Блока, Есенина наизусть шпарит. Не очень-то с нею вольничай. Не пугай ее.
- Понял, Матвей, понял.
- Признайся, вы в городе немножко развинтились и просто не замечаете этого. А у нас не принято. Нехорошо...
Матвей открыл шкаф, вынул из него тарелки, половник, ложки и два стакана с оправленными чернью серебряными подстаканниками. Разливая борщ, объяснил:
- У нас в доме правления своя столовая. Работники конторы обедают в ней, а я не хожу: как-то, понимаешь, неловко. Вне очереди брать - вроде как выделяться среди других. Дожидаться очереди, попусту терять время тоже плохо. Так я нашел выход: Таня мне обеды носит.
Скажи, ведь придумано отлично? - натянуто улыбнулся Босов. - Столовую я открыл. В целях экономии времени. А то, бывало, пока дождешься с обеда своих работничков, рак на горе свистнет. Сейчас хорошо: перерыв кончился, все на местах.

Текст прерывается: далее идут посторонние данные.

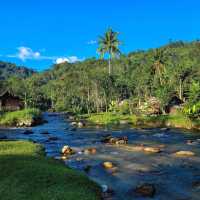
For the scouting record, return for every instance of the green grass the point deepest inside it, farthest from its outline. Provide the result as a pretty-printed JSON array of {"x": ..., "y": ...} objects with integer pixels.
[
  {"x": 178, "y": 121},
  {"x": 17, "y": 117},
  {"x": 26, "y": 174},
  {"x": 111, "y": 118}
]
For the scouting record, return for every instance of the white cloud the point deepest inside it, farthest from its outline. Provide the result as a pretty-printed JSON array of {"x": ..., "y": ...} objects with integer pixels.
[
  {"x": 25, "y": 53},
  {"x": 61, "y": 60},
  {"x": 91, "y": 42},
  {"x": 70, "y": 59}
]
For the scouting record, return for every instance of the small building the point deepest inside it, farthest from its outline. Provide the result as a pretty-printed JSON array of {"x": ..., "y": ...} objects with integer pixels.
[
  {"x": 174, "y": 105},
  {"x": 10, "y": 102}
]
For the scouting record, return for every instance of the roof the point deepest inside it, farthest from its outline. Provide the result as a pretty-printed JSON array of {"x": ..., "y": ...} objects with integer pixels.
[{"x": 7, "y": 93}]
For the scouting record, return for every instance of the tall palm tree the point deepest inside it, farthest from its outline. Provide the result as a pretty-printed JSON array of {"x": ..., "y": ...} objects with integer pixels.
[{"x": 109, "y": 43}]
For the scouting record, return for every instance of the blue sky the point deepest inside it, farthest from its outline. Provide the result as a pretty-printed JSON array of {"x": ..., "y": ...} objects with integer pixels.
[{"x": 38, "y": 33}]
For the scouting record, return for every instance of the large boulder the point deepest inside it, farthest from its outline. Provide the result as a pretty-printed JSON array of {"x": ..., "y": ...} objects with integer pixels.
[
  {"x": 66, "y": 151},
  {"x": 115, "y": 140},
  {"x": 184, "y": 153},
  {"x": 91, "y": 150},
  {"x": 145, "y": 190},
  {"x": 152, "y": 149},
  {"x": 108, "y": 165}
]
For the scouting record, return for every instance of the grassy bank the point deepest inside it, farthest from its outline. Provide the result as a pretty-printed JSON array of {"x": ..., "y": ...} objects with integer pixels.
[
  {"x": 27, "y": 117},
  {"x": 25, "y": 173},
  {"x": 176, "y": 121}
]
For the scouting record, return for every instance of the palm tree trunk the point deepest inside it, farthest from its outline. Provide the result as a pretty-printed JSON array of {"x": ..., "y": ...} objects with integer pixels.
[
  {"x": 180, "y": 89},
  {"x": 109, "y": 65}
]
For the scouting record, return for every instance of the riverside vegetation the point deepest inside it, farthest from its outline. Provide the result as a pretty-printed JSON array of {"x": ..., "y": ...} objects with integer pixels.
[
  {"x": 27, "y": 174},
  {"x": 104, "y": 91},
  {"x": 99, "y": 85}
]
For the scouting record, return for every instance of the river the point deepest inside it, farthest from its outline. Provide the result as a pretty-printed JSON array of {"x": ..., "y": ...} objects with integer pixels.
[{"x": 174, "y": 178}]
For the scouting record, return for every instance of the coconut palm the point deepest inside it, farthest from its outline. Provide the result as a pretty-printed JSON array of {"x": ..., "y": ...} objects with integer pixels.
[{"x": 109, "y": 43}]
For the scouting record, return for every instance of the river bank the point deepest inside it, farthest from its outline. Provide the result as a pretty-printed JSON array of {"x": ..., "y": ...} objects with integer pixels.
[
  {"x": 170, "y": 173},
  {"x": 25, "y": 173},
  {"x": 21, "y": 118},
  {"x": 157, "y": 121}
]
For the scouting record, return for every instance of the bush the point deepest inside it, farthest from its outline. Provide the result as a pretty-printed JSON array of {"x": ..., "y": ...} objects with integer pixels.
[
  {"x": 19, "y": 117},
  {"x": 192, "y": 111}
]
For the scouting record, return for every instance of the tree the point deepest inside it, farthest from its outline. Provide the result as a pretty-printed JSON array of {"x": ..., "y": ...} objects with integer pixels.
[{"x": 109, "y": 43}]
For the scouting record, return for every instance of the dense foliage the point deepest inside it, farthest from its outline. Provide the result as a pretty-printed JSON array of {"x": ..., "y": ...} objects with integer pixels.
[
  {"x": 8, "y": 70},
  {"x": 25, "y": 173},
  {"x": 86, "y": 87}
]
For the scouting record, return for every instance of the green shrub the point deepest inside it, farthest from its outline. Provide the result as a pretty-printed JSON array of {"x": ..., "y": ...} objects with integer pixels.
[{"x": 17, "y": 117}]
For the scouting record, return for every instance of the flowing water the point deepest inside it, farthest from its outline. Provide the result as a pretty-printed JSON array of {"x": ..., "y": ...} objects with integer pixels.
[{"x": 174, "y": 178}]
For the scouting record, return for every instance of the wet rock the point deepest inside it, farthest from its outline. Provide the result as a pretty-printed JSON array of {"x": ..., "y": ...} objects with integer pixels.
[
  {"x": 71, "y": 117},
  {"x": 45, "y": 133},
  {"x": 152, "y": 149},
  {"x": 73, "y": 123},
  {"x": 87, "y": 168},
  {"x": 165, "y": 129},
  {"x": 3, "y": 138},
  {"x": 196, "y": 184},
  {"x": 108, "y": 165},
  {"x": 81, "y": 124},
  {"x": 107, "y": 193},
  {"x": 184, "y": 153},
  {"x": 145, "y": 190},
  {"x": 64, "y": 157},
  {"x": 123, "y": 122},
  {"x": 53, "y": 138},
  {"x": 66, "y": 151},
  {"x": 192, "y": 142},
  {"x": 73, "y": 129},
  {"x": 115, "y": 140},
  {"x": 90, "y": 151},
  {"x": 28, "y": 132}
]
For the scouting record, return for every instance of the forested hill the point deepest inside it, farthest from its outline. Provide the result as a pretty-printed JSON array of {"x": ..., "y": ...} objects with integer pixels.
[
  {"x": 8, "y": 70},
  {"x": 172, "y": 70}
]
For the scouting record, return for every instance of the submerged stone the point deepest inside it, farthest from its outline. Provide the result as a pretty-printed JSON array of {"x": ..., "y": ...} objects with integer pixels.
[
  {"x": 28, "y": 132},
  {"x": 145, "y": 190},
  {"x": 90, "y": 151},
  {"x": 108, "y": 165},
  {"x": 66, "y": 150},
  {"x": 184, "y": 153},
  {"x": 152, "y": 149}
]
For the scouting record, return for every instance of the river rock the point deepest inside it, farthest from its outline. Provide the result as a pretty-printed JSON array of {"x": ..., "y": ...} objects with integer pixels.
[
  {"x": 73, "y": 123},
  {"x": 73, "y": 129},
  {"x": 152, "y": 149},
  {"x": 66, "y": 150},
  {"x": 53, "y": 138},
  {"x": 145, "y": 190},
  {"x": 107, "y": 192},
  {"x": 108, "y": 165},
  {"x": 87, "y": 168},
  {"x": 81, "y": 124},
  {"x": 3, "y": 138},
  {"x": 25, "y": 123},
  {"x": 28, "y": 132},
  {"x": 184, "y": 153},
  {"x": 45, "y": 133},
  {"x": 90, "y": 151},
  {"x": 192, "y": 142},
  {"x": 115, "y": 140}
]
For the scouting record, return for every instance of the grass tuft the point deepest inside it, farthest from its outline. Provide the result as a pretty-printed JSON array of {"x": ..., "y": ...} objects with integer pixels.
[{"x": 25, "y": 173}]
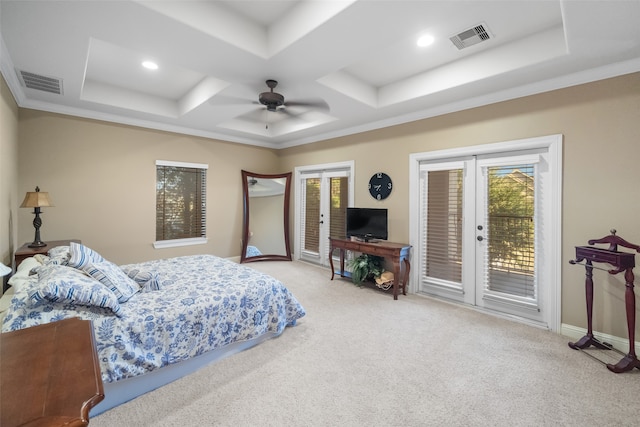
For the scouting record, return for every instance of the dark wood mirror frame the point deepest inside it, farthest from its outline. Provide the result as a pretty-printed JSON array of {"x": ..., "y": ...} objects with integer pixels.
[{"x": 246, "y": 175}]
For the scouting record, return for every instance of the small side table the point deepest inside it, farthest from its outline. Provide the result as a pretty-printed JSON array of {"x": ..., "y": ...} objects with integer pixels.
[
  {"x": 25, "y": 251},
  {"x": 49, "y": 375}
]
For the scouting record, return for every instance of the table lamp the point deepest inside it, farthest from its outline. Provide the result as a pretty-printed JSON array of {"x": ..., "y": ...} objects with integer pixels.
[{"x": 36, "y": 200}]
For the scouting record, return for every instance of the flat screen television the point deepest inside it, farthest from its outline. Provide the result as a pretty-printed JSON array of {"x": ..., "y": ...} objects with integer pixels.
[{"x": 367, "y": 223}]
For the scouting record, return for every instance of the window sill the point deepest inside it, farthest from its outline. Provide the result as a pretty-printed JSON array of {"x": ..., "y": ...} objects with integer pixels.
[{"x": 162, "y": 244}]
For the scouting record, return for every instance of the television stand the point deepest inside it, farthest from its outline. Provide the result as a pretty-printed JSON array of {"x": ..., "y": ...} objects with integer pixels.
[{"x": 398, "y": 253}]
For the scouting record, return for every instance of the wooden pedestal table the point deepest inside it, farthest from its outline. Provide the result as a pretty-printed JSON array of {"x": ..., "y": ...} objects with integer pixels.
[
  {"x": 398, "y": 253},
  {"x": 622, "y": 262}
]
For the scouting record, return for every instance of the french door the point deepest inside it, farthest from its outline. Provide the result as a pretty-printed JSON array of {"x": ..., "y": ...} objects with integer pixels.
[
  {"x": 323, "y": 193},
  {"x": 486, "y": 227}
]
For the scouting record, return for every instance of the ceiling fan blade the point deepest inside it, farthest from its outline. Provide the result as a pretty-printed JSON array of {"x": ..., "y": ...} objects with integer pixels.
[
  {"x": 230, "y": 100},
  {"x": 317, "y": 103}
]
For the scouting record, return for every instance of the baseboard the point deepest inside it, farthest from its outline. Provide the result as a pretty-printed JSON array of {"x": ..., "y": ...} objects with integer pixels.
[{"x": 576, "y": 333}]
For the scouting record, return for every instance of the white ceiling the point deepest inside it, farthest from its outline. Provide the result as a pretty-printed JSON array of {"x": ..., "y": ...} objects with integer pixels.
[{"x": 359, "y": 59}]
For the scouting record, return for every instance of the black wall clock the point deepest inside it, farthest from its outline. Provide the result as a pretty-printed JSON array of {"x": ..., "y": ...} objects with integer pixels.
[{"x": 380, "y": 186}]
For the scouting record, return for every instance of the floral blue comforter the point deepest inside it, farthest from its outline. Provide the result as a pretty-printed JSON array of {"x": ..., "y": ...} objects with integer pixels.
[{"x": 204, "y": 303}]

Матвей уронил в кастрюлю половник, схватился за сердце и, побледнев, несколько секунд сидел без движения, как бы прислушиваясь к самому себе. Встряхнулся, достал из внутреннего кармана склянку с таблетками, кинул одну желтоватую горошину в рот и проглотил.
- Что-то барахлит мотор. Жмет. Адонис-бромом спасаюсь. Ну вот, отлегло, легче. Кстати, выпьешь рюмку коньяку?
- Давай.
Матвей отыскал в шкафу бутылку армянского, с пятью звездочками коньяку, наполнил им хрустальную рюмку и поднес мне:
- Пей на здоровье.
- А себе?
- Не могу. Врачи запрещают. Это я для гостей держу. На всякий пожарный.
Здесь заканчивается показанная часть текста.